If we compare the Role Models with the Partial Innovations then we would likely see that whilst some of the Role Models were lucky with their timing, the vast majority focus as much effort ensuring that they get the timing balance right as they do in developing the innovation itself.
What does this mean in reality?
If you look at some of the success stories then you start to see that they have looked wider than just the offering, be it a product, a technology, or a service:
- With Apple products, over time they have created an ecosystem that gives the customer an ‘end to end’ user experience where the technology is increasingly invisible to the user.
- With Dyson vacuums they have novelty in terms of the technology, however, most parts are user replaceable and are easily available on direct from Dyson giving a through life approach to customer service.
- Taking smart phones, none of them really took off before the auction by government of the 3G licence which made data capable networks available.
- Low cost airlines in Europe wouldn’t have been able to develop without de-regulation.
Whilst in each case the offering is important, if the innovators hadn’t thought about the regulatory environment and the processes around it, the societal or cultural dimension, and the individual behavioural considerations then it is likely that they would have had a mismatch in timing which would have diminished the impact of their offerings and probably left them as Partial Innovations. Get the balance right between these 4 axes: Offering; Regulation/Processes; Culture; and Behaviours and you will find that they will act in concert and create a multiplier effect.
Creating the balance is more of an art than a science, but this is one of the key roles of an innovator. A successful innovator will firstly, create and time the launch of an innovation when the optimal balance is achieved, and then create a programme of interactions and adjustments that keeps the balance across the 4 axes best suited to their position in the market vs. their competitors.

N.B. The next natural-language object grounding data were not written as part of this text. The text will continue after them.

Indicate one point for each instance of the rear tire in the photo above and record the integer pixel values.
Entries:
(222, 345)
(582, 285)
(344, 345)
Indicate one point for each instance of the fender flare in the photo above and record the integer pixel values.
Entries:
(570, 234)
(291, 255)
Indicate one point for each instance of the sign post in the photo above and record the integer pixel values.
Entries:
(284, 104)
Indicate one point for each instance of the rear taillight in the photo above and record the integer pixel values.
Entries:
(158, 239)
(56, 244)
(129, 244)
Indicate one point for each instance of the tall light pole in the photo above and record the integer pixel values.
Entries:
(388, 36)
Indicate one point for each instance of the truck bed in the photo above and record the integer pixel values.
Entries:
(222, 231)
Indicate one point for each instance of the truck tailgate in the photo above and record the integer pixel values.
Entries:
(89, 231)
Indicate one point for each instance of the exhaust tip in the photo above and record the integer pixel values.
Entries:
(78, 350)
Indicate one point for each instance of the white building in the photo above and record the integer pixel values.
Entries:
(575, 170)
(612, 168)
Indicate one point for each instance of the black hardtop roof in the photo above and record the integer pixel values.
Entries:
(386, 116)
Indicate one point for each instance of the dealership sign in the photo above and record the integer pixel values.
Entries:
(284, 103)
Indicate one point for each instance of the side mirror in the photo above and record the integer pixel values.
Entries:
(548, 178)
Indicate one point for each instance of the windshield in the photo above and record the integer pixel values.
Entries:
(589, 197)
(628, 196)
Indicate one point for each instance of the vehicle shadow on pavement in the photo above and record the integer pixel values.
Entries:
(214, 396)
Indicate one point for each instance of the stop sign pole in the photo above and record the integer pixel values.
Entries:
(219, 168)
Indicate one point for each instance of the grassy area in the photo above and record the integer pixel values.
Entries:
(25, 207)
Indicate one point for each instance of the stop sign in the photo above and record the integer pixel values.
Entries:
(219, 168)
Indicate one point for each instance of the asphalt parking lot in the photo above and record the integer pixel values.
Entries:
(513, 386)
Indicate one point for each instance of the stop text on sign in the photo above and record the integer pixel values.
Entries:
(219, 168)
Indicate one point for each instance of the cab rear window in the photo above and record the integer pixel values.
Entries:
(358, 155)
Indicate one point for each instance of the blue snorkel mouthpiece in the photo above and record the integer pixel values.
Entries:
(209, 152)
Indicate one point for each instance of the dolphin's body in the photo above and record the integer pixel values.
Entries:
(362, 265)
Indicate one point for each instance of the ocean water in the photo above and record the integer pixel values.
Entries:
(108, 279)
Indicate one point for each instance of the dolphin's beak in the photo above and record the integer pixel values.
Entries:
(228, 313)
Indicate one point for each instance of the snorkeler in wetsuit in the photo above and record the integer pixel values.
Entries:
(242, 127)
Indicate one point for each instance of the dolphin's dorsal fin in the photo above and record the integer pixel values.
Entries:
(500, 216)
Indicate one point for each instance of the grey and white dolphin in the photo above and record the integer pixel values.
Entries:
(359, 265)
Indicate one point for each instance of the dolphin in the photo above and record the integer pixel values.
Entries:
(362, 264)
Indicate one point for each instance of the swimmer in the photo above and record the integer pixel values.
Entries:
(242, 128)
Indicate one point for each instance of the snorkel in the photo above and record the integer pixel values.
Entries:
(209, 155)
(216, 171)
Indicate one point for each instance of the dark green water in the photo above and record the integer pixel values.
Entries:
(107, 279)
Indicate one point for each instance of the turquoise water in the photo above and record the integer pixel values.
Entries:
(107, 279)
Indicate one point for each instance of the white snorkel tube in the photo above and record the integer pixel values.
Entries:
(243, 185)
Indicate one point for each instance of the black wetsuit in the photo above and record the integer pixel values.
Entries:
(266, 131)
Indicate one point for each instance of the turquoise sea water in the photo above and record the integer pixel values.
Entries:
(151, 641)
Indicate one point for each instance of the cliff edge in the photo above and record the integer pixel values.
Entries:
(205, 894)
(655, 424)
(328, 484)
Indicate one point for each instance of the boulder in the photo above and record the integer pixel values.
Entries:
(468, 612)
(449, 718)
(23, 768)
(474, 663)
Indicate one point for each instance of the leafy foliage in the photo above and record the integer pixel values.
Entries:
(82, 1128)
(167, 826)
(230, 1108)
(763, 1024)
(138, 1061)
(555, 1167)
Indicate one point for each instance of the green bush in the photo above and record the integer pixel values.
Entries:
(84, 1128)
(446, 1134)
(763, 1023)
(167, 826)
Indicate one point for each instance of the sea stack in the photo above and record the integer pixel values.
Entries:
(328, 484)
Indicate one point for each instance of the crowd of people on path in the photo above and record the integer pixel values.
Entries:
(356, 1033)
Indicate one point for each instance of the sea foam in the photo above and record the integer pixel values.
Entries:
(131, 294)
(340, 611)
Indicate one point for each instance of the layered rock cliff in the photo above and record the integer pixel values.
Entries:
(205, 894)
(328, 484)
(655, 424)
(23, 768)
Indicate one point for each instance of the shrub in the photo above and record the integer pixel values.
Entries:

Looking at the innovation tussle of the week, with Google launching its TV product in the UK, if you plot the various players across the 4 axes it is possible to see the strengths and weaknesses of the various players and take a view on how the tactics being deployed link up to form a strategy. What is clear on this battle is that none of the players have got balance across the 4 axes yet. All of the players know this and what we are seeing is each making tactical moves that build their position on one or more axes. Eventually we if their strategies are right then we will see one or more of them reach a tipping point where a new Role Model is born. Fail and we will see a space littered with a number of Partial Innovations.